You could not write a scenario in which the Democrats come off more like unrepentant assholes. Throughout the hearings up to this point, Kavanaugh came off like an incredibly stable and reasonable moderate whose sole goal in life was to interpret the constitution as the founding fathers would have wanted it.

He had already taken more questions than every other confirmation hearing ever, combined, and he calmly corrected senators and gave his views on important issues the entire time. Then, they start throwing personal, and quite severe, accusations at him with no tangible evidence, and the media reports on it like it's a given that he's a monster. It all comes to a head, and he shows some emotion after having his reputation attacked for weeks, his future legacy surely stained by all this, and his family being roped into all of this too. The immediate reaction across the aisle is to say that his anger over all this is because he's been caught, despite the complete lack of evidence.
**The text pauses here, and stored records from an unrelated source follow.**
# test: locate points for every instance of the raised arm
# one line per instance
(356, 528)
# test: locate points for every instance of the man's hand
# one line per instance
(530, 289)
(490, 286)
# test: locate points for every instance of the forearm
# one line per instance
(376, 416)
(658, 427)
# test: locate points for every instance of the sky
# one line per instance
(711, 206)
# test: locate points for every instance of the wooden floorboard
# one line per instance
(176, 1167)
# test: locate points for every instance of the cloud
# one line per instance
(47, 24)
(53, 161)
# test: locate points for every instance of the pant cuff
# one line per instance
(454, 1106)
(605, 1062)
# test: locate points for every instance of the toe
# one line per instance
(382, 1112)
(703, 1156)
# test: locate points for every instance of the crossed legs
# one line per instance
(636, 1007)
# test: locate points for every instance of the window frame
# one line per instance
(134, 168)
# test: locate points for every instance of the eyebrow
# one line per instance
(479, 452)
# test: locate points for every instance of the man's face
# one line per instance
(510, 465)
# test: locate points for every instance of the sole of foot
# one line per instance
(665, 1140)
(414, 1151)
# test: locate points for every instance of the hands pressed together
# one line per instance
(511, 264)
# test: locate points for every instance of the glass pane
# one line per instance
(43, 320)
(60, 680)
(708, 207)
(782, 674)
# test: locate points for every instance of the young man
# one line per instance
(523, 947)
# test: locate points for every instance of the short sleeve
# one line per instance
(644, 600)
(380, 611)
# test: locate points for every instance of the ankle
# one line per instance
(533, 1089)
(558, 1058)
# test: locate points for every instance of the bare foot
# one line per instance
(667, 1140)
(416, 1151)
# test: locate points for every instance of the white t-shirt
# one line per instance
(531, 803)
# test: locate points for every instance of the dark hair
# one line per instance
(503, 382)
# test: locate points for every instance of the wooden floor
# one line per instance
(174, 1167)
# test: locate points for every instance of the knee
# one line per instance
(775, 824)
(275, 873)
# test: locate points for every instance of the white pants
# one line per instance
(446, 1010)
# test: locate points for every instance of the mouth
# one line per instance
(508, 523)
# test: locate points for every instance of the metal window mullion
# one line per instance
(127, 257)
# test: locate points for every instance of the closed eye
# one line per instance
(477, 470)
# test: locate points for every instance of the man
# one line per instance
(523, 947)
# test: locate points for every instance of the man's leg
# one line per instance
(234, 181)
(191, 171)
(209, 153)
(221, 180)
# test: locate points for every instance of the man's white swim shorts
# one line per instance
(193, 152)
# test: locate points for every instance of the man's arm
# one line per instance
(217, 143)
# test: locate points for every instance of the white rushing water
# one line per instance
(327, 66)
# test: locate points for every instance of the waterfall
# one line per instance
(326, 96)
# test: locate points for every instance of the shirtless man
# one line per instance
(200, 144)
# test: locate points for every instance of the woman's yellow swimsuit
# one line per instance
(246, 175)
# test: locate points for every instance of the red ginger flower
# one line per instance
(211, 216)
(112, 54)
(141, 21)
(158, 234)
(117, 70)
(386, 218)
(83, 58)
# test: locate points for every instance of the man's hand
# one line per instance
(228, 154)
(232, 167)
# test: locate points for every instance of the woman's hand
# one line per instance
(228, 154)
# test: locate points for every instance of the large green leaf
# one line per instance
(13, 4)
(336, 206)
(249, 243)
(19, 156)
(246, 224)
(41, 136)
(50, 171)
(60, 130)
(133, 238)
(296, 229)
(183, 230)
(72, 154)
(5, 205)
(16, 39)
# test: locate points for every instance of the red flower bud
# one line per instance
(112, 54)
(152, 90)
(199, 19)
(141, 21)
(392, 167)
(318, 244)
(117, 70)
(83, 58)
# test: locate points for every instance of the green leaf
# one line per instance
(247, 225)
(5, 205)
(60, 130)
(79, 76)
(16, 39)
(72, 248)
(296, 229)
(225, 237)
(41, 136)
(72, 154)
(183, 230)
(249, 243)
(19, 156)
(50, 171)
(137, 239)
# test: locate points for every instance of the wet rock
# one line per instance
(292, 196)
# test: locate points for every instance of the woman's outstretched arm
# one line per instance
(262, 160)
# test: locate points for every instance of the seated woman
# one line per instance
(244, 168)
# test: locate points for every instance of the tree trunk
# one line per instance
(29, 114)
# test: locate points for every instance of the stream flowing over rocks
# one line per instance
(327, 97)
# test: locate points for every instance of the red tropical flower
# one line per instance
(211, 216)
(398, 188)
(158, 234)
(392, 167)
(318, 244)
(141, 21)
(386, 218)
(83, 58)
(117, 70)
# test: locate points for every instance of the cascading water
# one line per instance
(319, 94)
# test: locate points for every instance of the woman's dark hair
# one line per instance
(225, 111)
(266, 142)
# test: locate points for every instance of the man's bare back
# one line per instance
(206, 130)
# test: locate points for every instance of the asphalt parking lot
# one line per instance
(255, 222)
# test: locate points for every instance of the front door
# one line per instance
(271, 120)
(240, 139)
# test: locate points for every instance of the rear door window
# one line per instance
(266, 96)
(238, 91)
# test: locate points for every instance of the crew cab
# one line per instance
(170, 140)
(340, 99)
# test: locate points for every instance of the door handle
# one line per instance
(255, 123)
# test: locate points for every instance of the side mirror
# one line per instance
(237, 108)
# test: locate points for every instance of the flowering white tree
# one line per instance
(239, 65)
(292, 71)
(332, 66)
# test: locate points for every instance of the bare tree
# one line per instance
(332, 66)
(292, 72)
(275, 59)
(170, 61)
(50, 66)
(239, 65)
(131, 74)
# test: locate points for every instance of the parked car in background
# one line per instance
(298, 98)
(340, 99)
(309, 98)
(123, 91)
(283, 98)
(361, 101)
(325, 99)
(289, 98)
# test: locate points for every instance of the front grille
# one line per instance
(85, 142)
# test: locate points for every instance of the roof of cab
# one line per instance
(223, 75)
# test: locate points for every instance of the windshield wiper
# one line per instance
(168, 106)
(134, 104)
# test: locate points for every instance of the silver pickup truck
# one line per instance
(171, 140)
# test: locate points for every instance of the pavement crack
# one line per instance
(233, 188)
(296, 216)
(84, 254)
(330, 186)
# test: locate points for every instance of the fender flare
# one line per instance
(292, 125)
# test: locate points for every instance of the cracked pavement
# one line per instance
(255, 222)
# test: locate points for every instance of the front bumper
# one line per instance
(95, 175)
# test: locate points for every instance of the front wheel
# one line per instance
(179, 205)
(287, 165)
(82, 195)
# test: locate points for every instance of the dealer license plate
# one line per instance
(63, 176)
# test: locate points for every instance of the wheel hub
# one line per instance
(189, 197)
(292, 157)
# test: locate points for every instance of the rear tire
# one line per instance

I know it's pointless to get mad over shit like this, but Jesus Christ, the Democrats on that panel sure do make it hard not to hate them.
 
Well this has been a spectacular own goal by the democrats. They essentially tried to smear atticus finch as Jack the ripper and now that that has failed miserably they are going with the overly emotional and far right conspiracy nut job line.

Never mind they put him in a position that would tax anyone's emotions and that the whole left wing conspiracy angle was transparently obvious to anyone.